We have visited 4 of these 5 bridges in the past, and both of us thought that it would be fun to follow the back roads listed in the guidebook and photograph all the bridges on the same day.  Some of you may remember our covered bridge trip in other parts of Oregon that we did in 2012.  On that camping adventure we spent several days driving to more than 40 bridges, but we didn’t visit the bridges in our own local area.

Springtime is close here at Sunset House, but the mornings are still frosty and often foggy.
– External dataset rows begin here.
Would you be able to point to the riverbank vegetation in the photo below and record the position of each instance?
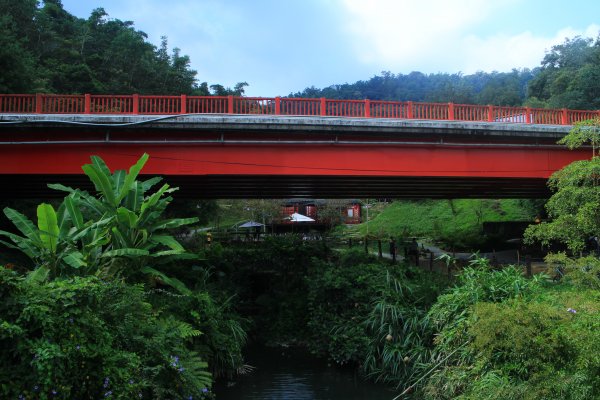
(113, 305)
(453, 224)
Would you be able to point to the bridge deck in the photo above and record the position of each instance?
(242, 156)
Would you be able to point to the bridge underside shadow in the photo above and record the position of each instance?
(286, 186)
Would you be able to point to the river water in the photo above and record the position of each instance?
(292, 374)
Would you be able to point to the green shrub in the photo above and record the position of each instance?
(87, 338)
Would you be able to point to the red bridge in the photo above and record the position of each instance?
(227, 147)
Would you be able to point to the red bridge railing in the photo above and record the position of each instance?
(167, 105)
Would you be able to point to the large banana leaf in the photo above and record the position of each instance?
(75, 259)
(132, 176)
(38, 275)
(152, 200)
(127, 217)
(101, 165)
(94, 204)
(118, 179)
(174, 223)
(168, 241)
(128, 252)
(102, 183)
(48, 226)
(73, 210)
(25, 245)
(135, 197)
(24, 225)
(149, 183)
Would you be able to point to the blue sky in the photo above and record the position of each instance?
(284, 46)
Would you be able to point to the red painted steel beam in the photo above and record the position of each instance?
(324, 160)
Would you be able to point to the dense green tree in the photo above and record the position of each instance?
(498, 88)
(569, 76)
(573, 208)
(43, 48)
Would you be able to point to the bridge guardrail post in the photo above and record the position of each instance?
(277, 105)
(39, 99)
(87, 104)
(183, 105)
(136, 103)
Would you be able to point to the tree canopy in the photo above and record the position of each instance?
(43, 48)
(574, 205)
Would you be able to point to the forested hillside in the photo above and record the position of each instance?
(43, 48)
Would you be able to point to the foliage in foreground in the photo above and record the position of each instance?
(89, 319)
(502, 336)
(87, 338)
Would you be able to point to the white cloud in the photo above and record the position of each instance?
(504, 52)
(437, 36)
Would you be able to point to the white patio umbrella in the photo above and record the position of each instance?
(295, 217)
(250, 224)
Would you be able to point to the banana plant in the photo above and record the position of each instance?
(52, 244)
(139, 241)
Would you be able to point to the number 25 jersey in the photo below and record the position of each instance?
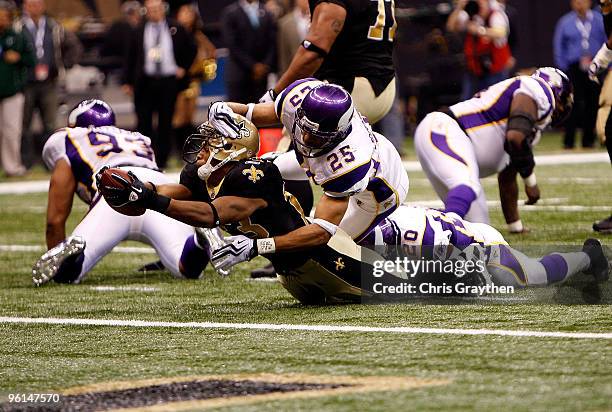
(365, 165)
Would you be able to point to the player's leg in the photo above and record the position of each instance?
(447, 157)
(508, 266)
(373, 107)
(180, 251)
(101, 229)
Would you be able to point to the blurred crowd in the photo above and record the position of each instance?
(161, 55)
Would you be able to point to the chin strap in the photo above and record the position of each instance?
(208, 169)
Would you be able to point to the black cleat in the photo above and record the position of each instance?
(152, 267)
(599, 268)
(267, 271)
(603, 226)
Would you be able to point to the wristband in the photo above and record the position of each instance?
(266, 246)
(327, 226)
(216, 220)
(249, 113)
(308, 45)
(530, 181)
(159, 203)
(515, 226)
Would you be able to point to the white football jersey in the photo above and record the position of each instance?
(419, 227)
(349, 167)
(88, 149)
(485, 116)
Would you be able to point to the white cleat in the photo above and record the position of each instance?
(47, 266)
(212, 239)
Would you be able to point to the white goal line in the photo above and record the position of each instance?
(309, 328)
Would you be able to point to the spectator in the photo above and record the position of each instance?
(115, 48)
(161, 53)
(249, 32)
(578, 36)
(292, 29)
(188, 17)
(486, 48)
(56, 49)
(16, 55)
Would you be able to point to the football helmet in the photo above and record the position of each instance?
(562, 90)
(91, 112)
(325, 113)
(222, 149)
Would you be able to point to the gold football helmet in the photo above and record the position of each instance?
(222, 149)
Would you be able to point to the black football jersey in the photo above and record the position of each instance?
(256, 179)
(364, 47)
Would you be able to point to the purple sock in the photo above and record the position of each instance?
(556, 268)
(459, 200)
(193, 259)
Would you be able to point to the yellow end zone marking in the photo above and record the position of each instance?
(359, 384)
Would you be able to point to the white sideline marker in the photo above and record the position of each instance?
(308, 328)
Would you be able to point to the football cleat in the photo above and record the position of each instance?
(267, 271)
(603, 226)
(48, 265)
(599, 268)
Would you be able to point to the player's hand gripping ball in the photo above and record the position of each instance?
(122, 190)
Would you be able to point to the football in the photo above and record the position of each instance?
(110, 182)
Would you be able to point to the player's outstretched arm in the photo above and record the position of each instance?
(61, 194)
(327, 23)
(225, 209)
(262, 114)
(328, 215)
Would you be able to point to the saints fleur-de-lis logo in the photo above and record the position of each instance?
(253, 174)
(243, 131)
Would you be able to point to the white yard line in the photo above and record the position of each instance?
(40, 248)
(38, 186)
(124, 288)
(308, 328)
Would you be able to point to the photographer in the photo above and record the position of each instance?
(487, 53)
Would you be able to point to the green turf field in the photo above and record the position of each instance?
(471, 372)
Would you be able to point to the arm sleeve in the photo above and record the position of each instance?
(55, 149)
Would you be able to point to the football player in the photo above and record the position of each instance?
(223, 184)
(492, 133)
(245, 196)
(598, 66)
(432, 233)
(74, 154)
(350, 43)
(360, 171)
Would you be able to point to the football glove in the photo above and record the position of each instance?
(237, 249)
(268, 97)
(220, 117)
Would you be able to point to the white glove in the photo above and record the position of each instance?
(237, 249)
(220, 117)
(600, 62)
(268, 96)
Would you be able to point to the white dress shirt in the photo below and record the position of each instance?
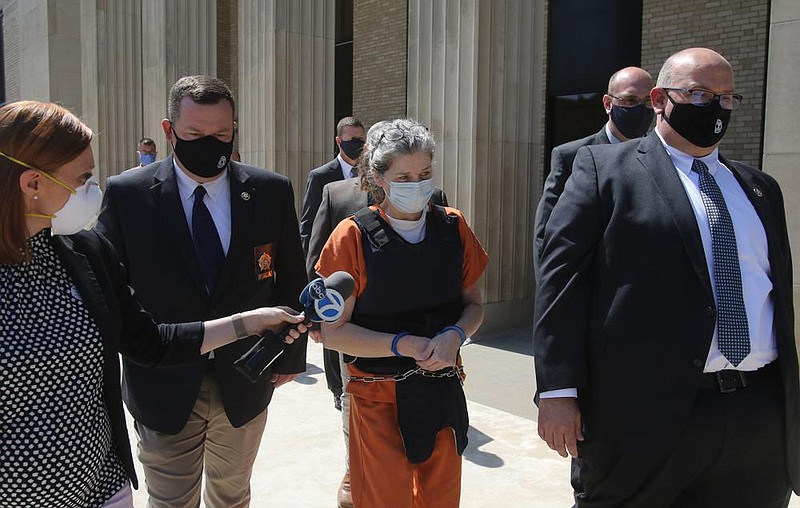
(217, 200)
(751, 242)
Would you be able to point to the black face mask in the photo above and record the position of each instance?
(632, 122)
(702, 126)
(205, 157)
(352, 148)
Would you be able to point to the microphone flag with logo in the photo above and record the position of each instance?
(322, 300)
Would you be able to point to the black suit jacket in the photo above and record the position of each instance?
(624, 307)
(340, 200)
(561, 159)
(317, 180)
(124, 326)
(144, 219)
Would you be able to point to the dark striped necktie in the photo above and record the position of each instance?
(732, 330)
(206, 240)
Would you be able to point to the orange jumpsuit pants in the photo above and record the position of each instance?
(381, 476)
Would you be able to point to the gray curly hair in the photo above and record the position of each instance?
(386, 141)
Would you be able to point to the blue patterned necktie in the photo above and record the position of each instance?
(732, 330)
(207, 244)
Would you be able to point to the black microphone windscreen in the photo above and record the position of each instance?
(342, 282)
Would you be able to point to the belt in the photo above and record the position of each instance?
(729, 380)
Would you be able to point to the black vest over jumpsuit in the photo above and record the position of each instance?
(414, 288)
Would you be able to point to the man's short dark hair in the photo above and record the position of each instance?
(201, 89)
(348, 121)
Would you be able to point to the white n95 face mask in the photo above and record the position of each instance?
(80, 210)
(411, 197)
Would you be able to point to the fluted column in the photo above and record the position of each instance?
(133, 51)
(781, 129)
(476, 78)
(111, 81)
(178, 38)
(286, 58)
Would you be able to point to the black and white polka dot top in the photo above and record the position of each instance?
(56, 446)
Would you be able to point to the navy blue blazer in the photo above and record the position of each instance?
(318, 178)
(561, 159)
(624, 306)
(143, 218)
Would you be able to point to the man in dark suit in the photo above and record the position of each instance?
(630, 114)
(350, 136)
(203, 237)
(664, 341)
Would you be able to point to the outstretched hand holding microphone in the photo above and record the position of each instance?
(322, 300)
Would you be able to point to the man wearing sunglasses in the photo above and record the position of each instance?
(630, 114)
(664, 336)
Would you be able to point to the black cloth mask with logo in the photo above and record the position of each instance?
(702, 126)
(352, 148)
(632, 122)
(205, 157)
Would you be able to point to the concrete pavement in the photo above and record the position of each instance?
(300, 461)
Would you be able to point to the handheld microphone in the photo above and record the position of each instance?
(323, 300)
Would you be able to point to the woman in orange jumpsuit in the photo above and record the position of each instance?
(416, 299)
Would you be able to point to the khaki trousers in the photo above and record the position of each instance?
(174, 464)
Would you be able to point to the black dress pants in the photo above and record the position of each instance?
(731, 455)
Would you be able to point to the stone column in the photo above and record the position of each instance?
(43, 51)
(781, 129)
(476, 78)
(286, 58)
(178, 38)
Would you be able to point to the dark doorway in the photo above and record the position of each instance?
(587, 42)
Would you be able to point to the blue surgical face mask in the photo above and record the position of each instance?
(411, 197)
(147, 158)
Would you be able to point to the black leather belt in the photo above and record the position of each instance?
(727, 381)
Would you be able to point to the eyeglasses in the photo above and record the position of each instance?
(395, 134)
(631, 101)
(700, 97)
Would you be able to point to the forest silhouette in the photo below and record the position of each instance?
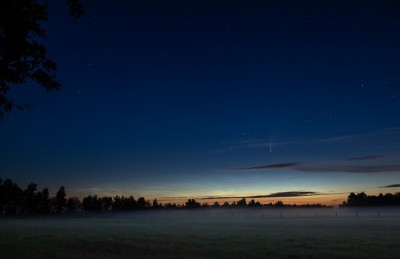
(30, 201)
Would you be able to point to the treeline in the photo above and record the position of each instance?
(30, 201)
(362, 199)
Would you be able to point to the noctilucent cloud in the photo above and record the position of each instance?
(214, 100)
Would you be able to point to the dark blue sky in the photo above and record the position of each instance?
(204, 98)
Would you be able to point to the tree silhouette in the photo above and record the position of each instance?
(60, 200)
(22, 57)
(192, 203)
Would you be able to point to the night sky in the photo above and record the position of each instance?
(291, 100)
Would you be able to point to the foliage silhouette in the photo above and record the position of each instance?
(30, 201)
(22, 57)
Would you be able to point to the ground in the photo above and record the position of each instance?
(280, 233)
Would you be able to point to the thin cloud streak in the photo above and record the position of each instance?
(339, 166)
(362, 158)
(350, 169)
(271, 195)
(269, 167)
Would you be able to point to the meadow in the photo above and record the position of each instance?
(251, 233)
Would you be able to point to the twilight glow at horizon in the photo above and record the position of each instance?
(214, 101)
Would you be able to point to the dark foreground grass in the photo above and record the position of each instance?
(148, 235)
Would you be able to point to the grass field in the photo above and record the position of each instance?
(205, 233)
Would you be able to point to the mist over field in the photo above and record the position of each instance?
(231, 233)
No worries, however, with predictions for a sunny day ahead it was perfect weather for a drive.  Following the directions in Mo’s book, I mapped out a somewhat reasonable route for us to get to all 5 bridges in a day.  It was basically a big circle with a couple of extended arms.
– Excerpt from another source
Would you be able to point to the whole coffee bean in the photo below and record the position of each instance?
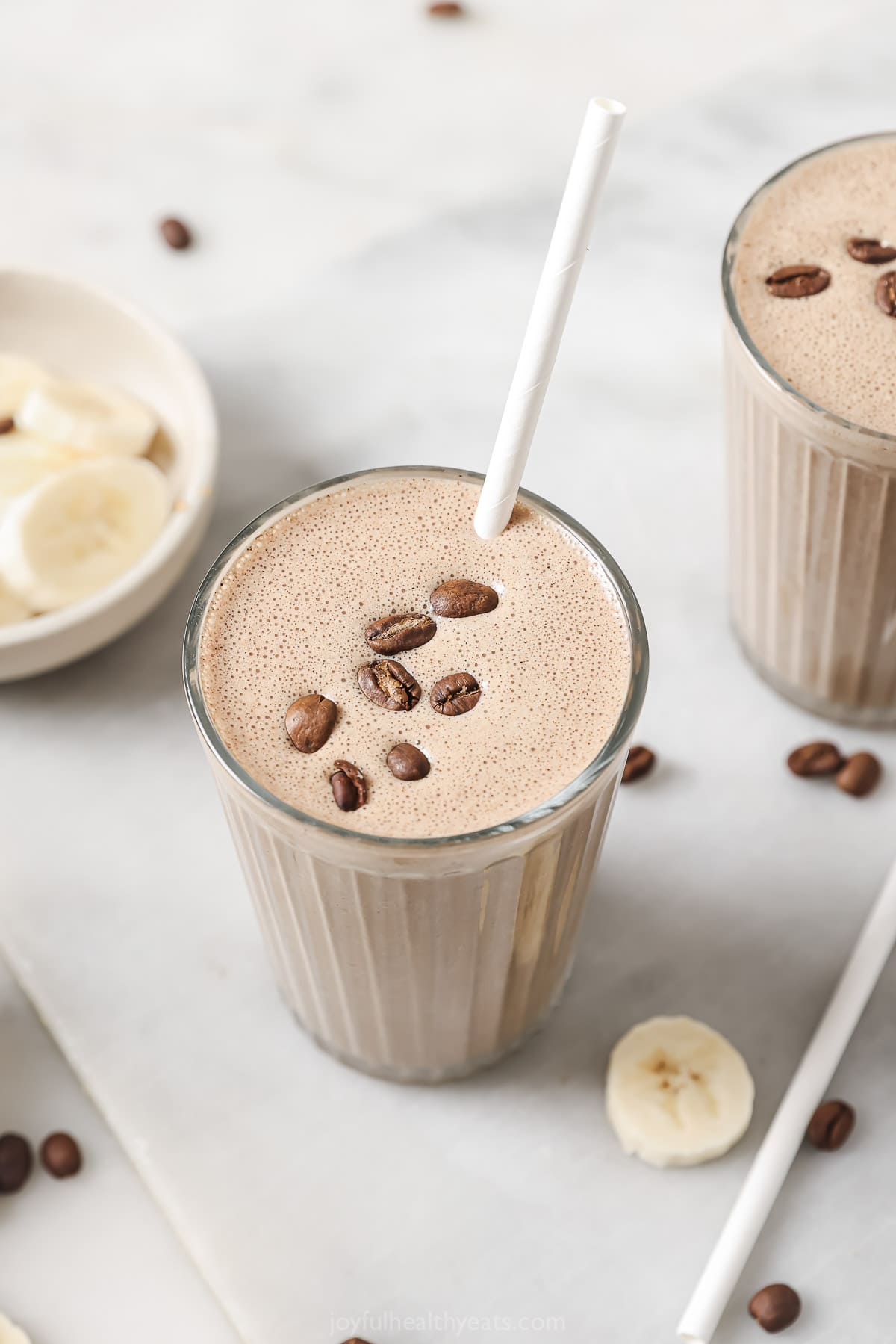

After perusing the route and checking timing for traveling in a clockwise or counterclockwise direction, we decided to visit the Grave Creek Bridge early in the day.  We have seen this bridge before, on a sunny morning in early March in 2018. I never blogged our visit, but we both remember it well for the sweet man working on the bridge who told us many stories about the local area.  He especially loved working on the covered bridges.

Here is the photo I finally found from our visit in 2018

Here is a bit of a funny story about the photos of that day.  I somehow lost them.  Not on my computer, not in Google Photos, not in Lightroom or uploaded to my extensive galleries on SmugMug.  I couldn’t figure it out.  Finally, I searched our calendar and came up with the day of our visit, and searching my Facebook uploads I found 5 photos of that morning.  I had tons of photos both before and after in my galleries online and on the computer.  For once, the facebook uploads saved a memory that might have been lost if I hadn’t posted it.  Rather amazing.  Although the process took an entire hour out of my blog writing time this morning!
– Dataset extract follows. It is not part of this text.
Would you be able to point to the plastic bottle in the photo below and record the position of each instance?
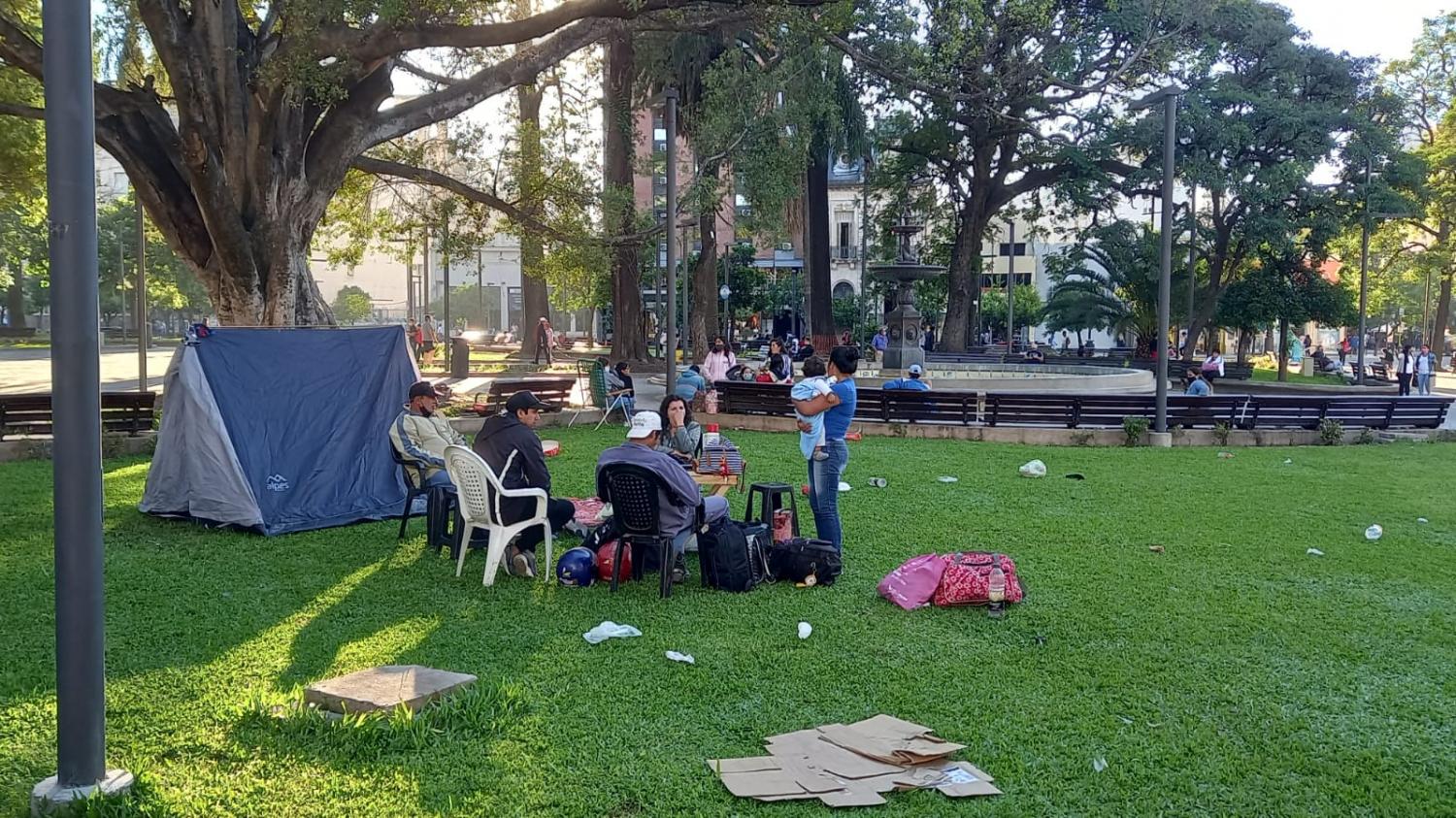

The Grave Creek Bridge is in Sunny Valley, about 15 miles north of Grants Pass, and can be seen from Interstate 5. It has six gothic style windows on either side, concrete abutments, a Howe truss, rounded portals and a shake roof. It is quite a lovely bridge, with views of the creek below.  The old wooden river crossing is the last covered bridge on the north-south Pacific Highway system. It was built in 1920 in just four months. When Interstate 5 was built nearby, ownership and maintenance of the Sunny Valley Loop Road, which includes Grave Creek Bridge, passed to Josephine County. In the late 1990s, the bridge was closed to traffic and was reopened in 2001 after repairs to the approaches and housing.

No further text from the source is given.